Retired Tenth District International Vice President Bobby Klein is a member of Chattanooga, Tenn., Local 175. |
There are four open positions on the Authority’s board, and both International President Lonnie R. Stephenson, who served as an adviser on Biden’s transition team, and current Tenth District International Vice President Brent E. Hall are delighted with Klein’s intended nomination by the Biden administration. “Bobby cares about people, the TVA and its mission, and I think it’s a great opportunity for him, for organized labor, and for TVA’s ratepayers,” Hall said.
A lifelong resident of Chattanooga, Tenn., Klein was initiated into Chattanooga Local 846 in 1974, and he topped out as a lineman in 1981. Working with the city’s Electric Power Board, Klein went on to become a line foreman, supervising the construction and maintenance of the power distribution system. Three years later, he was chosen to serve as the overhead line department’s chief steward.
Klein was elected president of Local 846 in 1988 and was re-elected in 1991. When Local 846 merged with Chattanooga Local 175, Klein left his EPB job and joined the local staff full-time.

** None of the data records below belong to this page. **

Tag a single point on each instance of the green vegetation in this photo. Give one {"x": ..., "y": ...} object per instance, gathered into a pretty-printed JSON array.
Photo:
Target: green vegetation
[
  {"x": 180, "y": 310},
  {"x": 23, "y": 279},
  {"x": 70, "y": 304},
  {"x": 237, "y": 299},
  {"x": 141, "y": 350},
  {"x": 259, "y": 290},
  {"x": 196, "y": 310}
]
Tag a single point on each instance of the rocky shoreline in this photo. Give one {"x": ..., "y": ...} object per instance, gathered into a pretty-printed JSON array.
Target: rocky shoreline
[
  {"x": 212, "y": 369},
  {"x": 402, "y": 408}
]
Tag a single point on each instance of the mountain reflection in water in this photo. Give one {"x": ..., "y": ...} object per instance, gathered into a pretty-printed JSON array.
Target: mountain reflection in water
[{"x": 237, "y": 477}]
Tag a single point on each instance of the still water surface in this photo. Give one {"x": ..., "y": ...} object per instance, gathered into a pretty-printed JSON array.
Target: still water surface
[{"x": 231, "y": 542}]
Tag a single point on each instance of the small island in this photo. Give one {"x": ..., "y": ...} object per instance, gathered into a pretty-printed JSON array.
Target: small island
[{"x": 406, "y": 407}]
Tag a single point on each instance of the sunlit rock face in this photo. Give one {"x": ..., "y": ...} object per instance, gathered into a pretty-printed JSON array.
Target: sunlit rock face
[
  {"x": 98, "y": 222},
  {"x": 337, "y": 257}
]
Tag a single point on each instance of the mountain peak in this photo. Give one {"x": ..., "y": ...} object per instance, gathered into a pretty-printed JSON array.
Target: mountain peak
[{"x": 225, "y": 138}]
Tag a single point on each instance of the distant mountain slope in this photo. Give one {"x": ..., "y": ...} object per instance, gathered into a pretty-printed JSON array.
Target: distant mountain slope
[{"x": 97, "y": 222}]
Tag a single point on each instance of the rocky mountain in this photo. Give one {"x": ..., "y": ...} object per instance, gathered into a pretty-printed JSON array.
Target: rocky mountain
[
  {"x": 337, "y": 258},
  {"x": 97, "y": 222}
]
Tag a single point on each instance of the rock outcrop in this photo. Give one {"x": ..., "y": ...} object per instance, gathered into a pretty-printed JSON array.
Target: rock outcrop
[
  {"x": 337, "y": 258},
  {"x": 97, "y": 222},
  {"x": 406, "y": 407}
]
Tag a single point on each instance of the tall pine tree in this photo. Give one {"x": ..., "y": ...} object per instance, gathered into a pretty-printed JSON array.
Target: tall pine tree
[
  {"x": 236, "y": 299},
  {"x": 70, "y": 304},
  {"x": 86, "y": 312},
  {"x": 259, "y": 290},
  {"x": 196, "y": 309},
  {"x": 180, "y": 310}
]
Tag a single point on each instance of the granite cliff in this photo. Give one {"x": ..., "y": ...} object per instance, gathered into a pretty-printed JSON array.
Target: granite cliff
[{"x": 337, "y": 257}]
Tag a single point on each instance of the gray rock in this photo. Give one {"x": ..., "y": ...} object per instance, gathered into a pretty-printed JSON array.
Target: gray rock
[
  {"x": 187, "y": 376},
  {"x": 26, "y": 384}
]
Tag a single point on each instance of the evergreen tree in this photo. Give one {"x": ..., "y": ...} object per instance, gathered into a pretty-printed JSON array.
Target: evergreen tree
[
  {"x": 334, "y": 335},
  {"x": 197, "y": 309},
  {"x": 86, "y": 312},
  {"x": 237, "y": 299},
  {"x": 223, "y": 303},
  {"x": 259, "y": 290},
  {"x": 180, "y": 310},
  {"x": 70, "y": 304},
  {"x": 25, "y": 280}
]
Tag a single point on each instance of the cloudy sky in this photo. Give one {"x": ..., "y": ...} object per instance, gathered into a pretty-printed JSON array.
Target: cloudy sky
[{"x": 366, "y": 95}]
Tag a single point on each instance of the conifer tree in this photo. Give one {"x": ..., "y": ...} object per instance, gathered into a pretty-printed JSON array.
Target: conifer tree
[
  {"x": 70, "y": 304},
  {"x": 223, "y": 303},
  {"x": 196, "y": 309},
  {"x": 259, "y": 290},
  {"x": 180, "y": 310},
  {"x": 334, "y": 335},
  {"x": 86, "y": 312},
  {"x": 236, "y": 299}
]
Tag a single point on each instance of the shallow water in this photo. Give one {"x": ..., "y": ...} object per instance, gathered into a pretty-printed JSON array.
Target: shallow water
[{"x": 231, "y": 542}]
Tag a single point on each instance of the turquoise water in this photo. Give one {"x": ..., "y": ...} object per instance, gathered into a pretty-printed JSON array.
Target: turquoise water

In 1998, then-International President J. J. Barry appointed Klein as an international representative with the Tenth District, which covers Tennessee, Arkansas and the Carolinas. There, Klein took on the role as the service representative for the 17 IBEW locals with members employed by the TVA.
The Authority was established in 1933 under President Franklin Roosevelt, one of his many “New Deal” programs that helped put to work people who lost jobs during the Great Depression. It remains the nation’s largest government-owned power provider, a fully self-sustaining utility supported by the revenues it collects from the millions of ratepayers it serves.
“Any time you talk to Bobby about the TVA, first and foremost he’ll tell you TVA’s mission statement: To bring prosperity to the Valley,” Hall said. “He’s a perfect candidate for the board. He does not make knee-jerk decisions. He thinks things through.”
Today, the TVA employs about 2,500 IBEW members as permanent employees at nearly 60 nuclear, oil and gas, hydroelectric and solar worksites, with thousands more members performing short-term work for the utility each year upgrading infrastructure and performing regular maintenance.
While Klein worked in the district office, he also served on the Tennessee Valley Authority’s Labor-Management Committee, and in 2001 he was elected president of the Tennessee Valley Trades and Labor Council, a position he held for 14 years.
In 2003, then-International President Edwin D. Hill appointed Klein to serve as the district’s international vice president; he was re-elected by delegates to the 37th and 38th International Conventions. In 2014, Klein led a successful fight against a draft federal budget plan to privatize the Authority. He retired from the IBEW the following year.
The TVA board position requires confirmation by the U.S. Senate. A hearing date to consider Klein’s nomination has not yet been set.
“I feel like having someone from labor will bring a different perspective to the board,” Klein said.
“For so many years, Bobby served with distinction as this union’s caretaker of our partnership with the TVA,” said Stephenson, who noted that, in 2018, the IBEW and the TVA forged a partnership to promote the values of the Code of Excellence and to inspire new levels of cooperation between labor and management.
“As far as anyone can tell, if he’s confirmed, he’ll be the first union member to hold a seat on the TVA’s board,” Stephenson said.
“This nomination is not about me,” Klein said. “It’s about bettering the future of the TVA, IBEW and all working-class people in the Tennessee Valley region.”